Some have even been ‘pimped’ and fitted with UV lighting and video screens, and air-con if you are very lucky. Journeys cost between R$1.50 and R$2.20, but don’t expect any English language to be spoken, and for those new to Rio and Portuguese, these are not recommended.
Another somewhat ‘irregular’ option is a somewhat novel mode of transportation for many, the mototaxis. Mototaxis (motorcycle taxis) are widely available and popular with hillside residents in Rio for their fast, cheap service. Zipping around Rio on the back of a motorbike, weaving in and out of the traffic, gripping on as the climbing roads wind and bend, is easily one of the most thrilling ways to get from A to B.
There is the obvious concern of safety, for which by-and-large the stone-faced mototaxi driver has scant regard. For example, you may have to make a point of requesting a helmet, with uncertain chances of success. Burning your calf on the exhaust-pipe is common passenger injury, and be sure to hold on because most of the drivers know every twist and turn.
But if the idea still appeals, for excitement, ease and value there are no better alternatives. Look out for the various mototaxi points (Santa Teresa can be reached by the points at Glória metro, Rua Gomes Freire and Rua Monte Alegre in Lapa) and journeys cost around R$5 for 5km, or a standard R$2 for a swift uphill trip.
For Santa Teresa there is also the option of taking the famous bonde from its Carioca Station in Centro which goes to either Dois Irmãos beside Morro dos Prazeres or Paula Mattos ending at Largo das Neves and costs R$0.60. Be sure to sit on (or hang off) the right side going up or the left going down to get the best views.

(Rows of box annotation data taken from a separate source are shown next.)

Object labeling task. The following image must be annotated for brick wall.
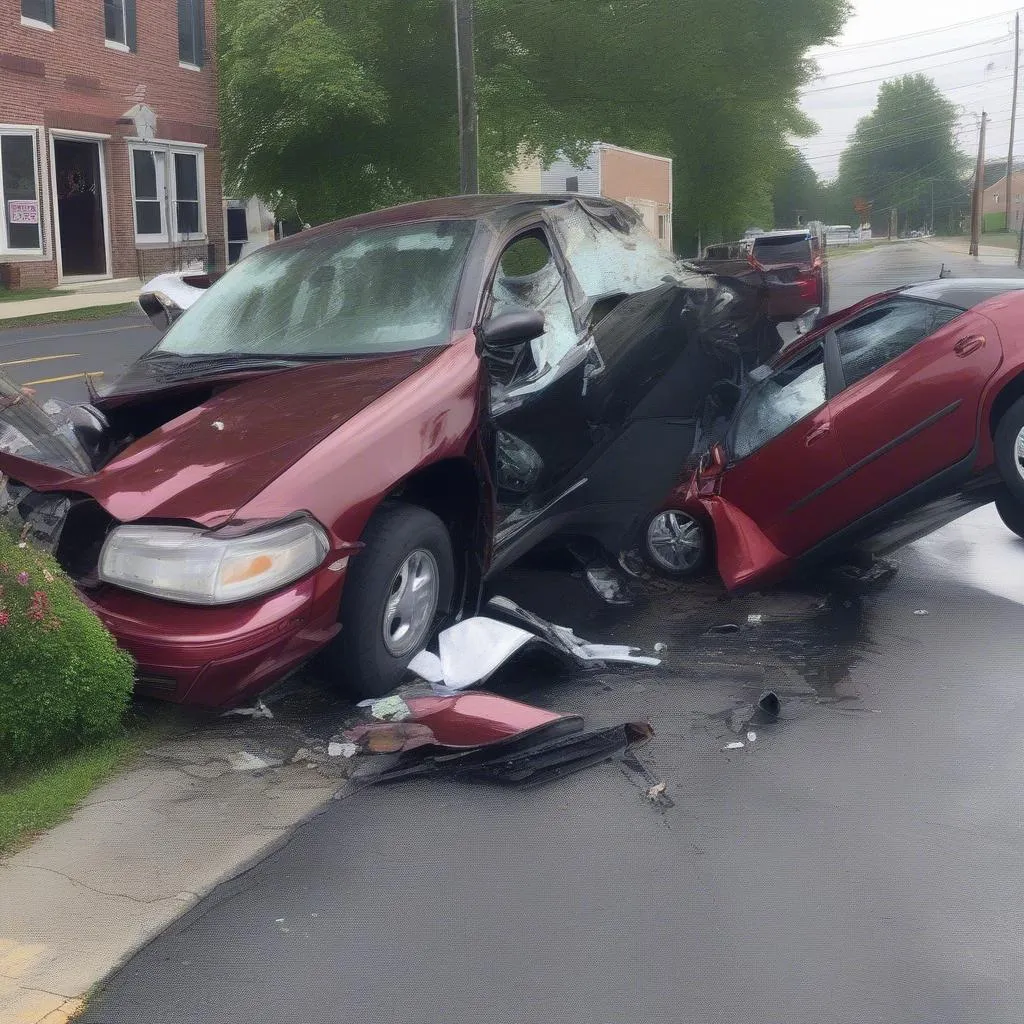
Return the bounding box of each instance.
[0,0,225,287]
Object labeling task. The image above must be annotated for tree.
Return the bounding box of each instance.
[772,148,825,227]
[220,0,848,245]
[836,75,971,230]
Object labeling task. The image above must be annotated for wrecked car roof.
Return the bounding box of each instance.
[899,278,1024,309]
[266,193,637,247]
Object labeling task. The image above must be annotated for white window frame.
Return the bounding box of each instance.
[128,139,208,246]
[0,124,46,258]
[103,0,131,53]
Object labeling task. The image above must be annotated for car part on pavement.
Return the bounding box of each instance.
[995,494,1024,539]
[487,596,662,667]
[645,509,708,580]
[758,690,782,719]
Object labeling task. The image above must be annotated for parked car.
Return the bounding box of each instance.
[645,279,1024,589]
[692,228,828,322]
[0,196,780,707]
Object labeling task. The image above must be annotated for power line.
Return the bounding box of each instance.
[808,7,1020,58]
[818,36,1009,78]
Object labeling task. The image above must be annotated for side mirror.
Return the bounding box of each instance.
[477,309,544,349]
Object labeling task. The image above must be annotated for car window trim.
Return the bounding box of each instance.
[825,294,968,400]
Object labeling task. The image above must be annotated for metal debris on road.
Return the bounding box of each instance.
[487,597,662,667]
[227,751,281,771]
[356,694,413,722]
[221,700,273,718]
[327,742,359,758]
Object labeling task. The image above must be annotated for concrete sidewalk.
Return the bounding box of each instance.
[0,278,142,322]
[0,708,351,1024]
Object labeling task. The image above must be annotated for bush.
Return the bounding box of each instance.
[0,528,134,769]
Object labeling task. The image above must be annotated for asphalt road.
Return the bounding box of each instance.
[0,310,160,402]
[82,235,1024,1024]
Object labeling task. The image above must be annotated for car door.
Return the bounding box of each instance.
[831,296,1002,520]
[721,341,846,556]
[483,224,591,545]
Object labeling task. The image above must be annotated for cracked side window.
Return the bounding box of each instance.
[732,347,827,459]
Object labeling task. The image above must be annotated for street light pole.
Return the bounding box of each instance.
[1007,12,1021,231]
[968,111,988,256]
[452,0,480,196]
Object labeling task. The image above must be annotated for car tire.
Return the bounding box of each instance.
[642,509,712,580]
[995,494,1024,539]
[325,504,455,698]
[992,398,1024,505]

As part of the UPP process of legalizing and servicing Rio’s favelas, pacified communities are starting to receive new official transport methods to reach the heights of the hills. Morro Santa Marta in Botafogo has a free tram service from the foot of the hill up to the top running daily from 7AM to midnight, and an elevator servicing the communities of Cantagalo and Pavão/Pavãozinho in Ipanema was inaugurated in June.
Although presenting a transportation challenge in some respects, there are options, and the lower rents, fresher air and stunning views make hilltop living in Rio an appealing option.